If a serious AI incident happened tomorrow, could you file the initial report within 2 days? If not, build the process now.

The enforcement reality

The EU has established the AI Office to oversee enforcement at the Union level, and member states are designating national competent authorities to handle enforcement locally. Fines are significant: up to 35 million euros or 7% of global annual turnover for prohibited practices, up to 15 million euros or 3% for other infringements.

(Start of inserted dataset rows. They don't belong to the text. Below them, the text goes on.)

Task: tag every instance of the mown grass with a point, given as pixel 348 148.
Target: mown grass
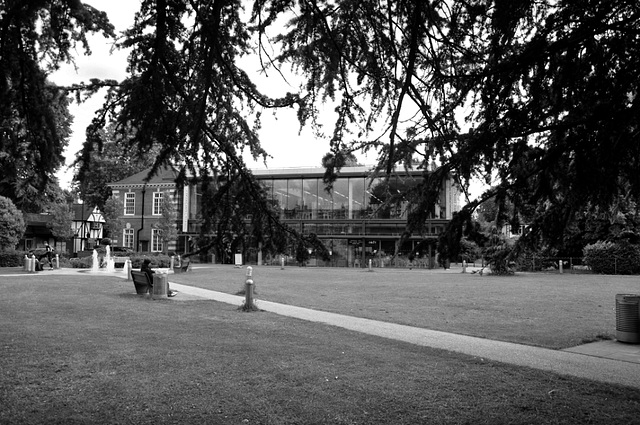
pixel 549 310
pixel 84 349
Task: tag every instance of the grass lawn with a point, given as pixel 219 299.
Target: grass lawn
pixel 548 310
pixel 84 349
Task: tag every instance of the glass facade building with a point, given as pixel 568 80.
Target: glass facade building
pixel 353 220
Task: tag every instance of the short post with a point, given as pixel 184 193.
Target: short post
pixel 248 291
pixel 160 284
pixel 127 268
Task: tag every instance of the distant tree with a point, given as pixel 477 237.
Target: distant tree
pixel 12 224
pixel 540 95
pixel 167 224
pixel 112 161
pixel 35 37
pixel 62 220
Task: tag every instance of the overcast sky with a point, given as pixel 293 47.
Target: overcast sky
pixel 279 136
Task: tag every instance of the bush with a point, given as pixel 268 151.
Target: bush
pixel 612 258
pixel 499 259
pixel 11 258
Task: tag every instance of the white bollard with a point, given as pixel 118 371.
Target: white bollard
pixel 127 269
pixel 249 305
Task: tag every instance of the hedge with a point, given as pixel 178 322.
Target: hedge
pixel 612 258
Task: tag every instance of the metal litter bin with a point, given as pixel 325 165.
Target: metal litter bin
pixel 628 318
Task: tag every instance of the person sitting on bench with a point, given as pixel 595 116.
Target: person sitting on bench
pixel 146 268
pixel 184 263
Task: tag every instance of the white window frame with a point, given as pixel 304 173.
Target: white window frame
pixel 128 238
pixel 158 199
pixel 129 203
pixel 156 241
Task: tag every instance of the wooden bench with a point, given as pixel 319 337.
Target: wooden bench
pixel 141 282
pixel 183 268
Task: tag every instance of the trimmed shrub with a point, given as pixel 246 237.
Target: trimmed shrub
pixel 612 258
pixel 11 258
pixel 499 259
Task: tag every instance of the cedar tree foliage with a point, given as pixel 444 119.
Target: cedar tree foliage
pixel 35 37
pixel 538 97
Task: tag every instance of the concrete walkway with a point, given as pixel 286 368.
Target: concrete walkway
pixel 570 362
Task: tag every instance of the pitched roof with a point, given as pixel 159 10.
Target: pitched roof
pixel 165 176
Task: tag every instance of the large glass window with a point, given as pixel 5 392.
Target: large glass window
pixel 158 198
pixel 310 198
pixel 294 200
pixel 127 238
pixel 325 202
pixel 356 197
pixel 341 198
pixel 156 241
pixel 280 195
pixel 129 203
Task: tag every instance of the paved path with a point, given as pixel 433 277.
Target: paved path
pixel 582 365
pixel 605 361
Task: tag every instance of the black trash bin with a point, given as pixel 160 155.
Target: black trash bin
pixel 628 318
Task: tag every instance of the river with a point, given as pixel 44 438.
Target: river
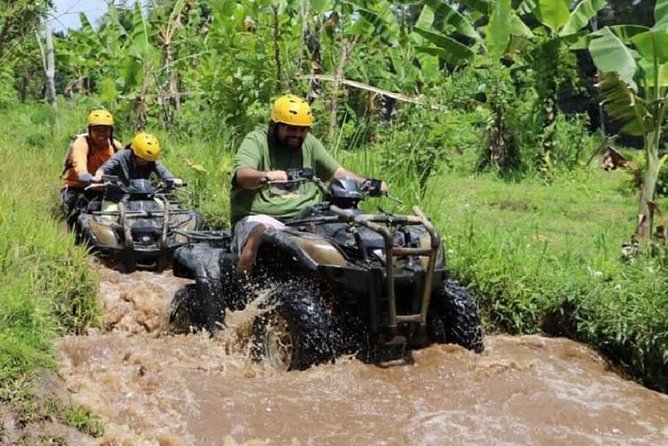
pixel 151 387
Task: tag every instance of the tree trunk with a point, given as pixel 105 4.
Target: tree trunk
pixel 277 51
pixel 346 47
pixel 647 194
pixel 49 66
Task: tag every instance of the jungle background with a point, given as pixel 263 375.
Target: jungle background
pixel 493 116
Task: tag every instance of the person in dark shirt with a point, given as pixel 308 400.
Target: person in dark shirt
pixel 138 161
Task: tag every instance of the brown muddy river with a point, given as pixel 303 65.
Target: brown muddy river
pixel 154 388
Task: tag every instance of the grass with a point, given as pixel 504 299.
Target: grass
pixel 539 257
pixel 47 288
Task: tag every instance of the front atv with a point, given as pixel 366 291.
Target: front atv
pixel 341 281
pixel 136 225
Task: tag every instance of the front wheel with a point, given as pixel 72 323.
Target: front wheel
pixel 294 332
pixel 180 316
pixel 454 317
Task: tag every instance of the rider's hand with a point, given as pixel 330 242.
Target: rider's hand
pixel 374 187
pixel 85 178
pixel 276 175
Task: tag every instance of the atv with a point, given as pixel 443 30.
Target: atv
pixel 135 225
pixel 339 280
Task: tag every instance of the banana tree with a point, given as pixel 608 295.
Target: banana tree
pixel 633 61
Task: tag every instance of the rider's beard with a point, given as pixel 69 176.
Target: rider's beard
pixel 293 142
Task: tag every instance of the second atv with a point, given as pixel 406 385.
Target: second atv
pixel 336 280
pixel 136 225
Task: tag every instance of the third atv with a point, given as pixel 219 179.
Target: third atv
pixel 339 280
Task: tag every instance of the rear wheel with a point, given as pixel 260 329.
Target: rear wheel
pixel 454 318
pixel 294 332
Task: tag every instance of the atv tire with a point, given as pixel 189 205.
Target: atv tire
pixel 454 318
pixel 294 332
pixel 180 316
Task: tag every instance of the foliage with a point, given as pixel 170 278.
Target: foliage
pixel 534 270
pixel 18 20
pixel 47 288
pixel 634 83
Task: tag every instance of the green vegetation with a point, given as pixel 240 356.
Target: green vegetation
pixel 47 288
pixel 484 114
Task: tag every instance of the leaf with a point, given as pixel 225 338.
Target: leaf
pixel 519 28
pixel 447 47
pixel 552 13
pixel 481 6
pixel 452 18
pixel 623 32
pixel 526 7
pixel 661 16
pixel 652 45
pixel 611 55
pixel 582 14
pixel 624 105
pixel 498 31
pixel 649 70
pixel 108 92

Whether enforcement will be aggressive in the first year is an open question. GDPR enforcement started slowly and then accelerated. The pattern will likely be similar here. But the organisations that wait for the first enforcement actions before taking the Act seriously are making the same mistake that many made with GDPR — and some of those organisations paid very public prices for it.

My advice is simple. The Act is real, the deadlines are near, and the obligations are specific enough that you can start addressing them today. Do not wait for guidance from your industry body or your legal team's final opinion on every edge case. Start with the inventory. Start with the classification. Build the governance structure. The details will refine over time, but the organisations that are moving now will be in a fundamentally better position than those that are still waiting.

The best time to start was a year ago. The second best time is now.